Non vérifiable, et c'est bien le problème. Le CACES est un dispositif français : il n'existe pas au Sénégal, et les formations « type CACES » vendues par des cabinets privés, souvent en un à quatre jours, ne s'appuient sur aucune accréditation vérifiable. Le titre local structuré pour la conduite de chariots est le CPS Magasinier-Cariste du CFMPL, en 3 mois. Avant de payer, appliquez la méthode de Vérifier qu'un centre est sérieux.
Peut-on travailler dans la logistique sans le bac ?
Oui, et c'est une spécificité du secteur : les deux parcours phares du CFMPL s'ouvrent au niveau 3e / BFEM — le CPS Magasinier-Cariste (3 mois, test d'admission) et le titre pro Conducteur routier (2 ans, concours, 21 ans au moins). L'École des auxiliaires de la Douane accepte aussi dès le niveau BFEM pour son cycle d'assistant déclarant, en cours du soir.
Quelle différence entre déclarant en douane et commissionnaire agréé ?

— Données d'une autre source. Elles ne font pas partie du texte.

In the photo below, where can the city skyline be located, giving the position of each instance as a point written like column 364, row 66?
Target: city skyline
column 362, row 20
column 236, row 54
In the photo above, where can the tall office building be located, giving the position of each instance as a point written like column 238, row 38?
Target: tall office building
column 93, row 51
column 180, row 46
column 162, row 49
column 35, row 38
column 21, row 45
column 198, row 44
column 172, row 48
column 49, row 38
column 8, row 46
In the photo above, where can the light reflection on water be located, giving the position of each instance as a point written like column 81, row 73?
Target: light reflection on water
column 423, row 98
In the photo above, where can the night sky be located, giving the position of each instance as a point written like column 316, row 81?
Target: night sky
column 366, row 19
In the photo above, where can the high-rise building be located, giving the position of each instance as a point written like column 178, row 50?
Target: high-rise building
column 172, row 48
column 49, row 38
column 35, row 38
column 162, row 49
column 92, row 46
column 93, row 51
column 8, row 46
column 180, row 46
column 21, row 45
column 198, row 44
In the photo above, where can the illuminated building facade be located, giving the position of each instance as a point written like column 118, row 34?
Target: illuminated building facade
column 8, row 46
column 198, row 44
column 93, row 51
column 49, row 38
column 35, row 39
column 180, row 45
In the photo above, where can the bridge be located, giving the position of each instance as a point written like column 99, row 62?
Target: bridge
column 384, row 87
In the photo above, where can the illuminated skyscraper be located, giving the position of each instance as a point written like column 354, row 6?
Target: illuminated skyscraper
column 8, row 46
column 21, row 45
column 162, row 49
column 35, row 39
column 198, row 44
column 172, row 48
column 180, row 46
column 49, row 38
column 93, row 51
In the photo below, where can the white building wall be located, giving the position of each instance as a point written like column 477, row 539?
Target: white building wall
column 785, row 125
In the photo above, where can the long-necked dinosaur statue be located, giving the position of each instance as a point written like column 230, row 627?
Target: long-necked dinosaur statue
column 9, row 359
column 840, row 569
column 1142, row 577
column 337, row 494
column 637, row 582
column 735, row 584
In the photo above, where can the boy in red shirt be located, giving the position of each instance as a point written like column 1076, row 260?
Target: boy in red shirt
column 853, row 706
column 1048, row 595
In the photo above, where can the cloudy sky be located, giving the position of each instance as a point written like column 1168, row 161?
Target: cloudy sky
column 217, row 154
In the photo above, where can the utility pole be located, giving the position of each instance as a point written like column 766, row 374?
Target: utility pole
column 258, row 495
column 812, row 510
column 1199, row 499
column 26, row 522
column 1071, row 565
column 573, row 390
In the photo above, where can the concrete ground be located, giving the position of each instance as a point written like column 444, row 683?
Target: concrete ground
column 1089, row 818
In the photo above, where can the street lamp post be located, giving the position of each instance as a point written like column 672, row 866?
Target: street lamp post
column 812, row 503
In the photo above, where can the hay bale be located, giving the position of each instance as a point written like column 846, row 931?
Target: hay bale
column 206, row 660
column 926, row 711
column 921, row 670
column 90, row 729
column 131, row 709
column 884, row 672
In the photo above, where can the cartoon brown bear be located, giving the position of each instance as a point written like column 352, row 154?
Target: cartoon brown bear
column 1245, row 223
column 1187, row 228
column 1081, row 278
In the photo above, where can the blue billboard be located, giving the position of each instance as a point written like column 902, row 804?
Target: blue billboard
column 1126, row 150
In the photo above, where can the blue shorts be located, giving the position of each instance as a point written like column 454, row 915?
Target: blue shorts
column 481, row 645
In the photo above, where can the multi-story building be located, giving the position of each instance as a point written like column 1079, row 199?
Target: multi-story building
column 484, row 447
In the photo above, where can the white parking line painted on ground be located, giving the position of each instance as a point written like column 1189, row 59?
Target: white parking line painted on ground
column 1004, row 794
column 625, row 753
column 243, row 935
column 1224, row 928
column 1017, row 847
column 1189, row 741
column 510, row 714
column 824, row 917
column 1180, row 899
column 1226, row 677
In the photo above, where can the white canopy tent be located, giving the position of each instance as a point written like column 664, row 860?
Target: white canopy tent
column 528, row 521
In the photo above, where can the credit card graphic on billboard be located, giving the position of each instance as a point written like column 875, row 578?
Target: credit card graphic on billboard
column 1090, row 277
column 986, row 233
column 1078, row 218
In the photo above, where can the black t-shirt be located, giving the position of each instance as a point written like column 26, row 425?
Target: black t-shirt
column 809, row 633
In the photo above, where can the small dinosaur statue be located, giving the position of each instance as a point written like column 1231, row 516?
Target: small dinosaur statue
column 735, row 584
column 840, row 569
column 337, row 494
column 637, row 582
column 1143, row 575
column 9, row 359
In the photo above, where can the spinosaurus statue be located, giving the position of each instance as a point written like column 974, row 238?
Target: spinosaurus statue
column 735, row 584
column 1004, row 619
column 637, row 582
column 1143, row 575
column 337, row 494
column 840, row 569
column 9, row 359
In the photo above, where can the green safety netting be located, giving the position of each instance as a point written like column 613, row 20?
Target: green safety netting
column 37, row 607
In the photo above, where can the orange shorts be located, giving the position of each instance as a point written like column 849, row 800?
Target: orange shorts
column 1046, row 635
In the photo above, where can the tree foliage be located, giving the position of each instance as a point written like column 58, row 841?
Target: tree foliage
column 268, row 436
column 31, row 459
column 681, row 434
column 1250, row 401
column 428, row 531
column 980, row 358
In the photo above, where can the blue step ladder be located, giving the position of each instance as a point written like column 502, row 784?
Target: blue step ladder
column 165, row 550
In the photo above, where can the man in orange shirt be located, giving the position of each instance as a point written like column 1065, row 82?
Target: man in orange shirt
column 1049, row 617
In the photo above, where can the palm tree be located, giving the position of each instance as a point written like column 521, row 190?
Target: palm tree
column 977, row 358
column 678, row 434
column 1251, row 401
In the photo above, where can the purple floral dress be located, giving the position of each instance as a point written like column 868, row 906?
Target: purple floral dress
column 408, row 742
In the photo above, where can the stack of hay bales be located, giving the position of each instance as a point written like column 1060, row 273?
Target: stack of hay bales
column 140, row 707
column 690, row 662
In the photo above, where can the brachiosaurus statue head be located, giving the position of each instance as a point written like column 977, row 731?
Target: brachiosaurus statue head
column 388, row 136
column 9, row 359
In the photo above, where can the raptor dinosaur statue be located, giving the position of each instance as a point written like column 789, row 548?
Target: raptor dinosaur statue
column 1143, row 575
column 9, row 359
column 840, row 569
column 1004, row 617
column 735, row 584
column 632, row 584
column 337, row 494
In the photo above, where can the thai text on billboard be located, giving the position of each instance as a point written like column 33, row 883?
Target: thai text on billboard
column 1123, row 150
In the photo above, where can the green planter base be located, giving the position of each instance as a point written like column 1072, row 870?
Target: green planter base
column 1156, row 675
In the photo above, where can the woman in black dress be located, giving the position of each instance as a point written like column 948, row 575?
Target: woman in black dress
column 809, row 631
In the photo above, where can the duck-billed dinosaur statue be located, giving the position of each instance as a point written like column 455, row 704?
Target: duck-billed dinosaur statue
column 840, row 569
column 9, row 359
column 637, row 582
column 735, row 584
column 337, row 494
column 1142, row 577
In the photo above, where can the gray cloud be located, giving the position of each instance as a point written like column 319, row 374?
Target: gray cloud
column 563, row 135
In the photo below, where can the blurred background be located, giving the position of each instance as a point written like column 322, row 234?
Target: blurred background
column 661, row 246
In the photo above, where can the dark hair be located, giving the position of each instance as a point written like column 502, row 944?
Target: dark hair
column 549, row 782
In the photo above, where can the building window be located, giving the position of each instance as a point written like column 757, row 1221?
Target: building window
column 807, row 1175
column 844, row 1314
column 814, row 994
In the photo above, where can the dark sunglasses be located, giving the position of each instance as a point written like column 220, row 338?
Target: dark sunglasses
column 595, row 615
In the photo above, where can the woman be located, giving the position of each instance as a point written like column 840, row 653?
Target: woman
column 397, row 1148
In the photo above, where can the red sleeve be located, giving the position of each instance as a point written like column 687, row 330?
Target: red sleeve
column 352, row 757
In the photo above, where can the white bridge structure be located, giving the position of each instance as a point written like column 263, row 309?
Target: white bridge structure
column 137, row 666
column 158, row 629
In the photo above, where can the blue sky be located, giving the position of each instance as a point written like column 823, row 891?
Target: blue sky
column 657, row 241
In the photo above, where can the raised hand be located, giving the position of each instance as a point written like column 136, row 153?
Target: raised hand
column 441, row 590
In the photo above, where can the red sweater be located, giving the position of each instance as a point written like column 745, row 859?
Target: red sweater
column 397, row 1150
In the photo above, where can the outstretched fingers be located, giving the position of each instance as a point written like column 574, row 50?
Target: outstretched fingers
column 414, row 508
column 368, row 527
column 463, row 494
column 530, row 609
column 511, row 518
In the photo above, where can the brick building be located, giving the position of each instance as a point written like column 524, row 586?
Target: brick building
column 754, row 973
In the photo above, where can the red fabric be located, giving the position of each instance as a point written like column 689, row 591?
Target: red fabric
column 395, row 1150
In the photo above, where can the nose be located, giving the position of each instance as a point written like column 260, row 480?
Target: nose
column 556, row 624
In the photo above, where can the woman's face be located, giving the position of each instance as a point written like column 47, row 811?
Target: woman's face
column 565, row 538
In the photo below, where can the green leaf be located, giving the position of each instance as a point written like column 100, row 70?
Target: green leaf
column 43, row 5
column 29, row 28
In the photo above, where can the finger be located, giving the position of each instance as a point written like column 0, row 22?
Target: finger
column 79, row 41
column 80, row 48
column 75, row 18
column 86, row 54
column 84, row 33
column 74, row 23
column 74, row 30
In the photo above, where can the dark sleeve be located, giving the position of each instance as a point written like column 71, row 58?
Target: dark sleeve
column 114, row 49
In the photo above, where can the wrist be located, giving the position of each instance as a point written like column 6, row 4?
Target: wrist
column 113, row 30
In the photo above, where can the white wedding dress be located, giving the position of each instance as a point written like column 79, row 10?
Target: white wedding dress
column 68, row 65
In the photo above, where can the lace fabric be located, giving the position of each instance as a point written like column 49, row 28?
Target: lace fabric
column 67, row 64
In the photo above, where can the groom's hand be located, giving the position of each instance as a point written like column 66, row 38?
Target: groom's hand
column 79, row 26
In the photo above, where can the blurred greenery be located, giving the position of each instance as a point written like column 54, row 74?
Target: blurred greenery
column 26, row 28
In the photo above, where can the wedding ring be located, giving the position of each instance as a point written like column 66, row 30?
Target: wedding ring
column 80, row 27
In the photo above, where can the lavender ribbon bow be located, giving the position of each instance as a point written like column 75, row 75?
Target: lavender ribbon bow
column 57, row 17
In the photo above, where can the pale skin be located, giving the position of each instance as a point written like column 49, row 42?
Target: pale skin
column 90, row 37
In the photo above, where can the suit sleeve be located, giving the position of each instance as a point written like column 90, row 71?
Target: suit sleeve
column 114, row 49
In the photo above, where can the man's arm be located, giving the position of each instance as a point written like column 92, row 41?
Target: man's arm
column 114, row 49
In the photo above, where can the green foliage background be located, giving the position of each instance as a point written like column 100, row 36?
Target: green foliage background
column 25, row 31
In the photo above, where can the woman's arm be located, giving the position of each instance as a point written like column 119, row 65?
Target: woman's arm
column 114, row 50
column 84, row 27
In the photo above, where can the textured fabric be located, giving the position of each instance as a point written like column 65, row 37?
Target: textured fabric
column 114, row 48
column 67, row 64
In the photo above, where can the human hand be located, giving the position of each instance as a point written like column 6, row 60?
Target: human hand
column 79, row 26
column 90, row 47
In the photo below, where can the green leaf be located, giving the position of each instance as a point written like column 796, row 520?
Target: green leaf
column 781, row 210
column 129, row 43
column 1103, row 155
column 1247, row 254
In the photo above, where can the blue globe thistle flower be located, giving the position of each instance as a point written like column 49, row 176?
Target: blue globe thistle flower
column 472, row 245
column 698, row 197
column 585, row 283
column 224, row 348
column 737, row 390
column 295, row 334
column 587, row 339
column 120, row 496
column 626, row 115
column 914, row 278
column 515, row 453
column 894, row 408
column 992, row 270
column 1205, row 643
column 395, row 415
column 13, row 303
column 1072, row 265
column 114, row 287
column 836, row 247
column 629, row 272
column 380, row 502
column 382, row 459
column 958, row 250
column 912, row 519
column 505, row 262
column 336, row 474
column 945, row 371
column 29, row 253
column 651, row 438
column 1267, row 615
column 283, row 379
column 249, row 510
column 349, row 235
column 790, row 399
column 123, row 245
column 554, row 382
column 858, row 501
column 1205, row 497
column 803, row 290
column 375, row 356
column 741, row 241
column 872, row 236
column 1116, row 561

Le déclarant est un professionnel formé — par exemple à l'École des auxiliaires de la Douane — qui travaille pour une entreprise de transit. Le commissionnaire en douane agréé est l'entreprise elle-même, habilitée à déclarer pour le compte d'autrui : son agrément, régi par le décret 85-863 du 9 août 1985, est délivré par la Direction générale des Douanes et exige notamment au moins 5 ans d'expérience comme agent en déclaration et un local justifié.
Combien gagne un cariste ou un chauffeur poids lourd au Sénégal ?
Aucune grille salariale sénégalaise à jour n'est publiée pour ces métiers — ni par une convention collective chiffrée, ni par une source officielle. Les fourchettes qui circulent en ligne décrivent le marché français et n'ont aucune valeur ici. La rémunération se négocie avec l'employeur, et le titre obtenu (CPS, titre pro) reste votre meilleur argument.
Le port de Ndayane recrute-t-il déjà ?
Le chantier avance — DP World a annoncé le 27 juillet 2026 l'achèvement anticipé du dragage — mais les chiffres d'emplois annoncés varient énormément selon les sources et les périmètres : aucun ne peut être pris comme engagement. Ce qui est concret : un accord de 2022 prévoit un centre de formation près du futur port, confié à la direction du CFMPL. Se former dès maintenant au CFMPL reste la préparation la plus rationnelle.